Cache Strategies, Storage, and Backend Invalidation

Every cache in xorq is the combination of a strategy and a storage. The strategy determines how the cache key is computed. The storage determines where the cached data lives. The cache classes you import from xorq.caching are named combinations of these two axes:

Cache class Strategy Storage
SourceCache ModificationTime SourceStorage
SourceSnapshotCache Snapshot SourceStorage
ParquetCache ModificationTime ParquetStorage
ParquetSnapshotCache Snapshot ParquetStorage
ParquetTTLSnapshotCache Snapshot ParquetTTLStorage
GCSCache ModificationTime GCStorage

Strategies: how the key is computed

A cache key is a hex string that uniquely identifies a cached result.
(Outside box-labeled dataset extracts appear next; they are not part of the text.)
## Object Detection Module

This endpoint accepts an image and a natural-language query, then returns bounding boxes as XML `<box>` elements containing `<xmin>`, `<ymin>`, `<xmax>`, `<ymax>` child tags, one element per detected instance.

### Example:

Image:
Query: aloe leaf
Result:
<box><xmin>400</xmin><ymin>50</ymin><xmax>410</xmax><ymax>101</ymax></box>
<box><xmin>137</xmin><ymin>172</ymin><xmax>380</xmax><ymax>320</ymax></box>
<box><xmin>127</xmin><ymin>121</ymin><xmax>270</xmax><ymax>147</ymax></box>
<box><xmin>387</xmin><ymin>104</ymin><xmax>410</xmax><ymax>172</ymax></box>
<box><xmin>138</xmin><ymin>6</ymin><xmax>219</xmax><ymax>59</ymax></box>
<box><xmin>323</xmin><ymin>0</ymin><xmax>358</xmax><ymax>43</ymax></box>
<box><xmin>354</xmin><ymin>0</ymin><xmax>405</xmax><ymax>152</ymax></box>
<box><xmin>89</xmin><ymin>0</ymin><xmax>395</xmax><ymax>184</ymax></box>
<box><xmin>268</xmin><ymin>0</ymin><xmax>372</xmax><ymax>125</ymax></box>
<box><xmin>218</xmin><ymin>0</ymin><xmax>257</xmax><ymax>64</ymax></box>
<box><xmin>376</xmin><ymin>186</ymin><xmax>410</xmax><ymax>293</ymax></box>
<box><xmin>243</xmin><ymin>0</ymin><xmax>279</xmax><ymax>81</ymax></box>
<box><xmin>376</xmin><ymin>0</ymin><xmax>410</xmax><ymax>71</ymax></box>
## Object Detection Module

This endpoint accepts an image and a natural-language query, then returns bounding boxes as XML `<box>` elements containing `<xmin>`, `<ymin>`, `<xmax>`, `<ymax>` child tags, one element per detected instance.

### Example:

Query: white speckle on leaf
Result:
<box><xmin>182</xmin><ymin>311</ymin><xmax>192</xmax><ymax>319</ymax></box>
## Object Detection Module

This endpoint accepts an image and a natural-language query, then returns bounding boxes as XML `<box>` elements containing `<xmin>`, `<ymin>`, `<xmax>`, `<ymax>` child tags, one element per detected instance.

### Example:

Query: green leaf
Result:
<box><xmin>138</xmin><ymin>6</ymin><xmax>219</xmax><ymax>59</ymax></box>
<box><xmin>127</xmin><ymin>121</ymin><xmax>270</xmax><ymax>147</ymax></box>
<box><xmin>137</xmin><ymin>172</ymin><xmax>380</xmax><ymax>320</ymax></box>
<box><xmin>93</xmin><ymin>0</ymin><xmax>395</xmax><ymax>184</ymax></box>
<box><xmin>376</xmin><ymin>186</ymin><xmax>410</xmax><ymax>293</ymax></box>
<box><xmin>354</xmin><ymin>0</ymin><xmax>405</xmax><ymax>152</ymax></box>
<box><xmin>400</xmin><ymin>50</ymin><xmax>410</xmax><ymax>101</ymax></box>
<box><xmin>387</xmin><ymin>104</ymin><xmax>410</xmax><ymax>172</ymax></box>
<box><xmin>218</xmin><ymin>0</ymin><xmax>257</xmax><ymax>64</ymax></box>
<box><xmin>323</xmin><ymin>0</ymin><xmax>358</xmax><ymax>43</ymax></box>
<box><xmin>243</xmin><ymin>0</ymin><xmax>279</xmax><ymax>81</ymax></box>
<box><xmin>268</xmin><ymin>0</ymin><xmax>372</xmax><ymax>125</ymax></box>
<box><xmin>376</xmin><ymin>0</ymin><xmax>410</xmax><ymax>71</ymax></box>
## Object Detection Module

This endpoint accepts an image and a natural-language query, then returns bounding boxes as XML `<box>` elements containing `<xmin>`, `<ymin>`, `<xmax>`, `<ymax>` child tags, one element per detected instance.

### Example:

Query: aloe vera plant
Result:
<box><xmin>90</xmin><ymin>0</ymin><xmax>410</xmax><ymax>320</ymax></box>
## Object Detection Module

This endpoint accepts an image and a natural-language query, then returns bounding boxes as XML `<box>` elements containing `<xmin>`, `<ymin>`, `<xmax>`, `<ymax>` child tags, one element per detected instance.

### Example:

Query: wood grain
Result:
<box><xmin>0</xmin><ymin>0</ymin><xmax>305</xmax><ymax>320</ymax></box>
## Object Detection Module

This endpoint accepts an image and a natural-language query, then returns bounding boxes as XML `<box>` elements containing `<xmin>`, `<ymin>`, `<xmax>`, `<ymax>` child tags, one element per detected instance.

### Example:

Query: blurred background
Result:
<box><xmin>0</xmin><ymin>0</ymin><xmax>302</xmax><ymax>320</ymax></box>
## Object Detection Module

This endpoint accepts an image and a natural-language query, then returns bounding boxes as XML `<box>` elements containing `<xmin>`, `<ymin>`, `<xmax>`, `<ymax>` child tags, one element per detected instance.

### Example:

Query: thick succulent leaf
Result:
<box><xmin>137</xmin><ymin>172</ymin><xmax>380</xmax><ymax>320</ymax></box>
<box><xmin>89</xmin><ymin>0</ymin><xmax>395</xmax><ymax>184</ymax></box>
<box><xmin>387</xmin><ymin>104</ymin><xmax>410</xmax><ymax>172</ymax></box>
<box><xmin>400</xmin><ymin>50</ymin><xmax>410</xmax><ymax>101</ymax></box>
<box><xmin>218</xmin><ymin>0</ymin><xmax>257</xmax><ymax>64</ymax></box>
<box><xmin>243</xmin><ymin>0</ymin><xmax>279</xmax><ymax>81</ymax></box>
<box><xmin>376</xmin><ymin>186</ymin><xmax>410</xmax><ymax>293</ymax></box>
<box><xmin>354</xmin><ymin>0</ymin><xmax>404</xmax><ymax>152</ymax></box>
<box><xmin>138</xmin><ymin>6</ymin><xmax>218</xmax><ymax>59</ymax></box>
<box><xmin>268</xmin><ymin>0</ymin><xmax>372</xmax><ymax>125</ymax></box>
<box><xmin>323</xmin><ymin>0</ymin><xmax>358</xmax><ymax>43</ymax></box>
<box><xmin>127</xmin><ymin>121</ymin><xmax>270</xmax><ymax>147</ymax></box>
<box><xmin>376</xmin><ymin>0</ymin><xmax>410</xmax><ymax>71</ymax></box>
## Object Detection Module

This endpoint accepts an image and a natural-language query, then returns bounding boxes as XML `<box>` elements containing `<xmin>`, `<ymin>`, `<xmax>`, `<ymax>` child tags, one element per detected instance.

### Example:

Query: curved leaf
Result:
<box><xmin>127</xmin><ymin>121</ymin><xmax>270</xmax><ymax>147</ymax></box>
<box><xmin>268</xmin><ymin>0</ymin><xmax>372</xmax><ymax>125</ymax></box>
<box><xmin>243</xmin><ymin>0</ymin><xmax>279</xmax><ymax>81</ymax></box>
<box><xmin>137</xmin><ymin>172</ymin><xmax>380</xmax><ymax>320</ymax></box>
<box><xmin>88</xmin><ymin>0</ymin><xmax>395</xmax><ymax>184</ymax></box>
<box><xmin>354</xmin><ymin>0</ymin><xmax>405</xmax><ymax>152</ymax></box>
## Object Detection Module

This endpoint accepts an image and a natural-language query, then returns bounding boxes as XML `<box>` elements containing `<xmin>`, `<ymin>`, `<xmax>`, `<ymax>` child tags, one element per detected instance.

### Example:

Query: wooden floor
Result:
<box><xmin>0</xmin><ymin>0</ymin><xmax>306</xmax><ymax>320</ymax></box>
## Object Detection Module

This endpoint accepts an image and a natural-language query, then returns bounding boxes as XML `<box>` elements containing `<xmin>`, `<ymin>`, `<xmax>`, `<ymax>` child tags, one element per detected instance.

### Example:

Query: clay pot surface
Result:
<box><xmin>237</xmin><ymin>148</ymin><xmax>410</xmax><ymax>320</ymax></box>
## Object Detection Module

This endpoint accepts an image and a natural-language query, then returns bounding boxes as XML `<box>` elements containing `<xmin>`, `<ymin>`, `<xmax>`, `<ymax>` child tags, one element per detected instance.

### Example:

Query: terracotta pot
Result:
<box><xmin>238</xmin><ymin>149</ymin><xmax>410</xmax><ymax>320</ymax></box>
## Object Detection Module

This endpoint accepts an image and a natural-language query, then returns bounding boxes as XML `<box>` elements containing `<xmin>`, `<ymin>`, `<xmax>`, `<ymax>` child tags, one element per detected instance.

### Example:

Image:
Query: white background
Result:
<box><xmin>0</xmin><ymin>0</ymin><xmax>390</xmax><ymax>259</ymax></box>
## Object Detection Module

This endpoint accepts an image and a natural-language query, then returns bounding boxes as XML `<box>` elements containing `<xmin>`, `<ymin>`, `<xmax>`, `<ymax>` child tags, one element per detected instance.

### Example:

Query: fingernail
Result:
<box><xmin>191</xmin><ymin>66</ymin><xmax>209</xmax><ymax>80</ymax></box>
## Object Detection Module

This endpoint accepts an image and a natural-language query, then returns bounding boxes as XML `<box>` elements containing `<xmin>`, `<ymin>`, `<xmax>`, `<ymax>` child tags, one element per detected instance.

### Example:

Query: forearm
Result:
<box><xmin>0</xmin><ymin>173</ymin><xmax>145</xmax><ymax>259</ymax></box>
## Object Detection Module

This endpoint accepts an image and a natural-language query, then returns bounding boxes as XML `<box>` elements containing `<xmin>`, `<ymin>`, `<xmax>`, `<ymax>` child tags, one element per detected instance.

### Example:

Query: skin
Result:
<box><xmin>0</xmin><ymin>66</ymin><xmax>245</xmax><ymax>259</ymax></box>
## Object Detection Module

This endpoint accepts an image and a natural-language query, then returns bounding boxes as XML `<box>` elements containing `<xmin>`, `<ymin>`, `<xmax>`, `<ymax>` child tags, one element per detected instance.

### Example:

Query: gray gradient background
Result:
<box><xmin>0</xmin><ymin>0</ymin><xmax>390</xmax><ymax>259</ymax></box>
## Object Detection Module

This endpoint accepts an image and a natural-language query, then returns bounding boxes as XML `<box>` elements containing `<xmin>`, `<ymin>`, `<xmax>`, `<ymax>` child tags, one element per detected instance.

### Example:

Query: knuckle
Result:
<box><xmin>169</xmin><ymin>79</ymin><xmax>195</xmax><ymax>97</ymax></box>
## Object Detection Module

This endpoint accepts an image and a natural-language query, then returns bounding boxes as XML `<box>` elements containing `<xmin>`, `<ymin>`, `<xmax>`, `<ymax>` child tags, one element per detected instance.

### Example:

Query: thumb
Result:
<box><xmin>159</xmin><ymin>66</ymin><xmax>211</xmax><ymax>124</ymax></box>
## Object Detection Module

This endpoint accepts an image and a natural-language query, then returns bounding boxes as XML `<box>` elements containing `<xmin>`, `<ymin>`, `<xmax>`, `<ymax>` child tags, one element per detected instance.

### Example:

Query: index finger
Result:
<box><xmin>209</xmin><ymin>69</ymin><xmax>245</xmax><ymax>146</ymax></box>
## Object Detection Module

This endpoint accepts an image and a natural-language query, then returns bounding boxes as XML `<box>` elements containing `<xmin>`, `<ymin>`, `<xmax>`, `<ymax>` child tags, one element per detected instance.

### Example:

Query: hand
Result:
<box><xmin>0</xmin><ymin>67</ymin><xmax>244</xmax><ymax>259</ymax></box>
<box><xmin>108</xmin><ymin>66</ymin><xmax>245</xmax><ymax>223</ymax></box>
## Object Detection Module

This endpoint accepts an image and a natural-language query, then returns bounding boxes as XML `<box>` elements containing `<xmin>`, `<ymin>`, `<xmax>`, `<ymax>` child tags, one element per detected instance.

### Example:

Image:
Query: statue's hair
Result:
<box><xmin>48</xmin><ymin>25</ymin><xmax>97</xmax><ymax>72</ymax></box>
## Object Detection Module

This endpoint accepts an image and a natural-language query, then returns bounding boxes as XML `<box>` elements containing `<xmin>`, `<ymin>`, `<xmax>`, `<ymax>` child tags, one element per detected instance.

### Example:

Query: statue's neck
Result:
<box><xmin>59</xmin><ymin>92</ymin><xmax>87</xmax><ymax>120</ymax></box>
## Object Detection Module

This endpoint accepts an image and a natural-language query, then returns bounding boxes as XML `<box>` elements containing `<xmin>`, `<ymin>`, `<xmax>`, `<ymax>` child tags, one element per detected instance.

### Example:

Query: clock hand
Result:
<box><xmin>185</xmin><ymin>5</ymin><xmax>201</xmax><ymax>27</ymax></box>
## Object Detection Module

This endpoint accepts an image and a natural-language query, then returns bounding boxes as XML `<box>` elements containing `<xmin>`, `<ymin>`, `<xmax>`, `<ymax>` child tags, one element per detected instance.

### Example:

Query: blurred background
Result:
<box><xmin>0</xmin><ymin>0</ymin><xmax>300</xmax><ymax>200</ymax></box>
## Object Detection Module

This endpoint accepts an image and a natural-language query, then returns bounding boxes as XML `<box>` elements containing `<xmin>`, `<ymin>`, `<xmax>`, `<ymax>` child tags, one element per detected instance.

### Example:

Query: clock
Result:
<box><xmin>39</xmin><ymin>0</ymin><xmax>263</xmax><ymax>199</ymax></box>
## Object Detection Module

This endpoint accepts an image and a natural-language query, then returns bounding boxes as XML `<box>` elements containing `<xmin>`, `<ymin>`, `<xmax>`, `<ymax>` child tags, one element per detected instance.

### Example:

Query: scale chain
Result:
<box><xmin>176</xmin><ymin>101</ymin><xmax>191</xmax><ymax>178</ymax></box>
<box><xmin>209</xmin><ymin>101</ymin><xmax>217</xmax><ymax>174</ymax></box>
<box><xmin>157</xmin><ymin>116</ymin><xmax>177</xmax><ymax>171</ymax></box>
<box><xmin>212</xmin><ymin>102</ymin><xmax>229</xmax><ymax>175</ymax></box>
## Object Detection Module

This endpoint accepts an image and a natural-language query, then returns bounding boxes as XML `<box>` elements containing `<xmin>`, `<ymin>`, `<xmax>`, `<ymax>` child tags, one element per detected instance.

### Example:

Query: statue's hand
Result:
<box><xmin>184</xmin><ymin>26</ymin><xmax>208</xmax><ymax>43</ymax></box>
It is computed by hashing the expression via dask tokenization. The key is prefixed with letsql_cache- by default.

The two strategies differ in what goes into that hash.

ModificationTimeStrategy

The hash includes everything needed to detect that upstream data has changed. For a database table, that means backend-specific metadata:

  • Postgres: reltuples from pg_class — the estimated row count, which changes after INSERT/UPDATE/DELETE + ANALYZE
  • Snowflake: LAST_ALTERED timestamp from INFORMATION_SCHEMA.TABLES
  • BigQuery: last_modified_time from __TABLES__
  • DuckDB: data bytes for in-memory tables
  • DataFusion: data bytes for in-memory tables
  • Xorq-DataFusion: data bytes for in-memory tables
  • SQLite: COUNT(*) and MAX(id) for on-disk tables, or data bytes for in-memory
  • PyIceberg: snapshot IDs
  • deferred file reads (parquet, CSV): file inode mtime, size and number
  • deferred URL reads (S3/GCS): last_modified, size, and e_tag headers
  • deferred URL reads (HTTP): Last-Modified and Content-Length headers

The result: if the source data changes, the cache key changes, is found to not exist, and the expression re-executes. This is what “automatic invalidation” means — it isn’t a timer or a watcher, it’s a key that changes when its inputs change.

SnapshotStrategy

The key is stable even if the underlying data changes. This is useful when you only need valid data and don’t care about updates. Only high-level information like file path, table name, and schema matter.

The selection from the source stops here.